People find this review helpful!
innocuousGames responds:

With nothing to add or rebuke in this (wonderfully written) review, let me just thank ShiningIdeal for his indespensible help with the game as it was in development and thank him again for a beautiful review.


Rated 4 / 5 stars

Great Game, One Question

Nice idea, but maybe I'm missing something. Do you have any sort of health? Or is it an all or nothing system? IE, is there any downside to being hit by the green gooples other than being stunned?

innocuousGames responds:


Nope, you're either dead or you're not. The only downside of getting bumped is that you're staggered for a second, and likely TO be dead in a second. :)


Rated 3.5 / 5 stars


i don't really think this deserves a first place, personally.
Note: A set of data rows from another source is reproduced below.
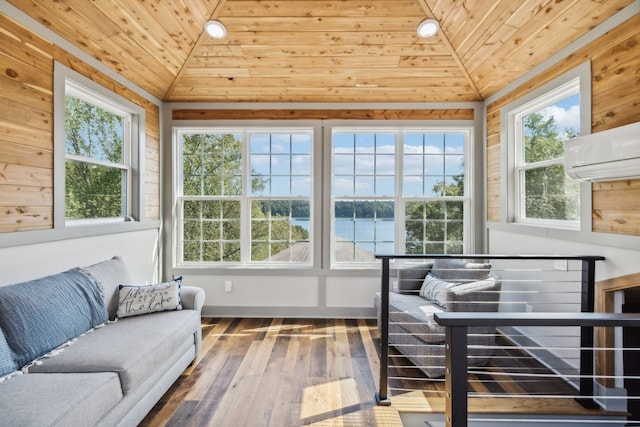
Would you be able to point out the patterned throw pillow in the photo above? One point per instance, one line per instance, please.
(134, 300)
(435, 290)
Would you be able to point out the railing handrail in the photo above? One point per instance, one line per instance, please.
(495, 256)
(467, 319)
(456, 327)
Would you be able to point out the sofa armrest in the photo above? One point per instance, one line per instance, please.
(410, 278)
(192, 298)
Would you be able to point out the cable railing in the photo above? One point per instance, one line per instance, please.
(456, 344)
(556, 366)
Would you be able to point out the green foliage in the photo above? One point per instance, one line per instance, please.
(549, 194)
(93, 191)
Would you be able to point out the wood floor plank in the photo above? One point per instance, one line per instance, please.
(322, 372)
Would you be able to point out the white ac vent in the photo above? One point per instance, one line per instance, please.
(604, 156)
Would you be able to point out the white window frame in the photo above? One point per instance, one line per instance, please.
(244, 199)
(576, 81)
(398, 198)
(69, 82)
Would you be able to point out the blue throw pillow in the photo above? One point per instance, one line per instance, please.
(40, 315)
(7, 364)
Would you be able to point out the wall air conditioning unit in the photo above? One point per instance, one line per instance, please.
(604, 156)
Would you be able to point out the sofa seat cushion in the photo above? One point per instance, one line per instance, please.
(133, 347)
(58, 399)
(414, 315)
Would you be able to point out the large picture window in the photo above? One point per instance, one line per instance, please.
(245, 196)
(397, 191)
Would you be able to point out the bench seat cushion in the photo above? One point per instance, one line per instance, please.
(59, 399)
(133, 347)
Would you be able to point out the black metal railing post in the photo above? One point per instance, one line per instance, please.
(587, 341)
(456, 376)
(382, 397)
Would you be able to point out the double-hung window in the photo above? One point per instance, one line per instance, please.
(398, 191)
(244, 196)
(543, 194)
(99, 139)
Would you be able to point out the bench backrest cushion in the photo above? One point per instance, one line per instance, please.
(460, 270)
(109, 275)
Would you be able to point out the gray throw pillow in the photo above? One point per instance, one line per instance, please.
(435, 290)
(460, 270)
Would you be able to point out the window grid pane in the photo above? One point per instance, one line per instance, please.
(365, 217)
(211, 230)
(275, 209)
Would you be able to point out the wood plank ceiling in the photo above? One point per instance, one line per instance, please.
(321, 50)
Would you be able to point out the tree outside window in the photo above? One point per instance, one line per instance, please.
(96, 166)
(546, 193)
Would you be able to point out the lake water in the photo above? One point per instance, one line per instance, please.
(362, 232)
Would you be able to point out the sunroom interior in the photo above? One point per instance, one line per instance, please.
(276, 165)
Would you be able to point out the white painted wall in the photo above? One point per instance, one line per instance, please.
(139, 249)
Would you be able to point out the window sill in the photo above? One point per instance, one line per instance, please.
(74, 232)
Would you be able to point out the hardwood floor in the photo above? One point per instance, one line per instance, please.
(279, 372)
(318, 372)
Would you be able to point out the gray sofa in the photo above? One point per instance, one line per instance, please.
(103, 371)
(457, 285)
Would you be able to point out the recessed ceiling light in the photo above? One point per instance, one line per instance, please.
(428, 28)
(215, 29)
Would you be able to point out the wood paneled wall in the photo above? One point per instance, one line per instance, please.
(615, 87)
(306, 114)
(26, 129)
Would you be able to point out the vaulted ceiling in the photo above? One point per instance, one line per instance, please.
(320, 50)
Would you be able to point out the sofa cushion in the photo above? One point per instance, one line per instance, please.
(42, 314)
(58, 399)
(7, 364)
(410, 277)
(135, 300)
(133, 346)
(414, 315)
(109, 275)
(435, 290)
(460, 270)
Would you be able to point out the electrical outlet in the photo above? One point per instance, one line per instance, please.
(561, 264)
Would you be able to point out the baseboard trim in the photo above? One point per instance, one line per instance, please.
(290, 312)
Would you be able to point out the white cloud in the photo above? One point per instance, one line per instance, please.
(565, 118)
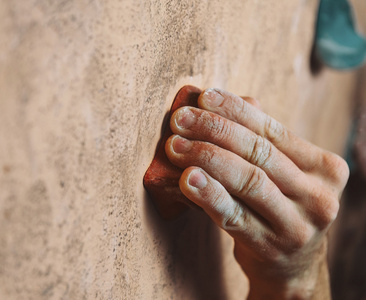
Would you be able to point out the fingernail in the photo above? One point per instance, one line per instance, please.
(197, 179)
(212, 98)
(181, 145)
(185, 118)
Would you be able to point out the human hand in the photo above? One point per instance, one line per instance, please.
(273, 192)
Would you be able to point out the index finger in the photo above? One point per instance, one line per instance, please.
(304, 154)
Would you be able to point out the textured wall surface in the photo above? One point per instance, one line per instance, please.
(84, 87)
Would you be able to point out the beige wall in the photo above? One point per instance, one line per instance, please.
(84, 87)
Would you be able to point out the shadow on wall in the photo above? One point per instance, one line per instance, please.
(190, 250)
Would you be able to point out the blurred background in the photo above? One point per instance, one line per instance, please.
(84, 89)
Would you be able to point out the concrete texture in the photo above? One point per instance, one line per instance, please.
(85, 86)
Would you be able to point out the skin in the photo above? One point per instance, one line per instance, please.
(273, 192)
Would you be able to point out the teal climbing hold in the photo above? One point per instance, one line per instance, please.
(337, 42)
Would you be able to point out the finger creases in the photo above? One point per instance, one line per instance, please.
(302, 153)
(233, 216)
(248, 183)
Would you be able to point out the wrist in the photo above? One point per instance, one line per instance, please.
(307, 281)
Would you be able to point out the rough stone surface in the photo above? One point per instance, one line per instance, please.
(85, 86)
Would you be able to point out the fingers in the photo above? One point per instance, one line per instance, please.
(302, 153)
(231, 215)
(197, 124)
(239, 178)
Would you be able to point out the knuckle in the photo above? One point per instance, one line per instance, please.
(253, 183)
(325, 209)
(219, 128)
(335, 168)
(328, 213)
(274, 130)
(234, 220)
(261, 151)
(300, 238)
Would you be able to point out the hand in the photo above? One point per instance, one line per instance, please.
(273, 192)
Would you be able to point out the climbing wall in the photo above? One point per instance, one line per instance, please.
(84, 89)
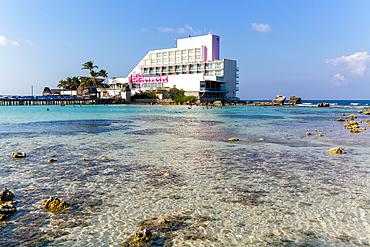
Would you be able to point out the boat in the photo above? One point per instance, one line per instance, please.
(279, 99)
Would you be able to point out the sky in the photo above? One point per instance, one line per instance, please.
(308, 49)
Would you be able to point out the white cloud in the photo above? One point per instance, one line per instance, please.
(339, 80)
(263, 28)
(356, 62)
(165, 29)
(180, 30)
(4, 41)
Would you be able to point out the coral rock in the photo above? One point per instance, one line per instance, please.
(6, 195)
(233, 139)
(6, 210)
(54, 204)
(338, 150)
(16, 155)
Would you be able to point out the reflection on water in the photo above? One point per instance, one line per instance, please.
(182, 168)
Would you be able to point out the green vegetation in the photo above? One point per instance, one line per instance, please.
(144, 95)
(178, 95)
(93, 81)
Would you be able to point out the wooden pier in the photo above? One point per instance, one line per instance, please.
(35, 101)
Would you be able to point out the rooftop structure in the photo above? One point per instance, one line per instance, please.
(193, 65)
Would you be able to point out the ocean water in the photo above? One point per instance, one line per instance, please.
(285, 190)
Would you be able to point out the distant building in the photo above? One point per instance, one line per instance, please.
(193, 65)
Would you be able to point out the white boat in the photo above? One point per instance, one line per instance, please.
(279, 99)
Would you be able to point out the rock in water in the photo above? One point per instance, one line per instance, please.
(294, 100)
(6, 195)
(54, 204)
(139, 239)
(233, 139)
(338, 150)
(16, 155)
(6, 210)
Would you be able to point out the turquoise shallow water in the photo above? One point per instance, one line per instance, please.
(253, 192)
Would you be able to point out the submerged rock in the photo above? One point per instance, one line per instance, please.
(338, 150)
(6, 210)
(16, 155)
(54, 204)
(140, 239)
(6, 195)
(323, 105)
(233, 139)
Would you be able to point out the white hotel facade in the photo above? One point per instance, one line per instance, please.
(193, 65)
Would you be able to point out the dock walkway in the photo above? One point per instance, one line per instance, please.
(35, 101)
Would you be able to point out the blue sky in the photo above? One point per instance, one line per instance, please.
(310, 49)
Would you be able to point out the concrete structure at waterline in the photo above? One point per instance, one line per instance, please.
(194, 65)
It's alright, but it gets pretty old pretty fast.

Still, kept me amused for a few minutes, so 7/10 3/5

Try to add things for your character to do. More atacks, different controls (ie keyboard), maybe be able to move around a map instead of a single area.

innocuousGames responds:

Hey, if you didn't like it, you didn't like it, no need to be sorry.

The controls are a bit different. WASD I like, but it doesn't allow for the type of fine movement adjustments that I personally think this kind of "thread-the-needle" game needs. Plus the whole mouse-chase thing is unusual, and you can play it with just one hand (sort of... pause and Reward-use not withstanding).

It's designed to be really simple but deep, which isn't everyone's thing (like the music, har har).

Thanks for playing it!


Rated 5 / 5 stars

Woohoo! Finally!

I played the original Amorphous, and while it was fun, I found it lacking - mostly because there was no save function. Amorphous+ has fulfilled my expectations and more. The awards are pretty humorous in their own right, and I love the little drawings made specifically for each one. The only problem would be that the Rewards are confusing. How many awards do you need for each one? A better system would be to give Reward points for each award - higher points for harder/better awards - and let the player buy rewards with those points.

People find this review helpful!
innocuousGames responds:

Thanks! Glad you're enjoying it.

You're right in that the Reward unlocking mechanic is not expressly clear, there are a couple of Tips that address it, but since those come up randomly it wasn't probably the best way to get that information across.

Every 10 Awards you earn earns you a Reward Key to unlock any reward you want ('cept that last one, that one's special). There are 110 Awards and 11 Normal Rewards to unlock.

Each individual Award is "worth" essentially the same thing (1/10th of a Reward Key) but obviously they vary wildly in difficulty to gain. This makes it so that the more you play, the harder it gets to continue to unlock things, sort of artificially raising the difficulty of the game as you go along. It also lets you grab up a bunch of the early Awards pretty easily so that you can get a couple Rewards early on. In that vien, people who don't feel like playing forever to try and discover all the Awards still get to play with a few of the Toys, and the hardcore people still have something to go after.

Again... all that probably could have been clearer.

Anyway, great to see you're happy with the improvements in Amorphous+! Hope you enjoy playing with it and good luck!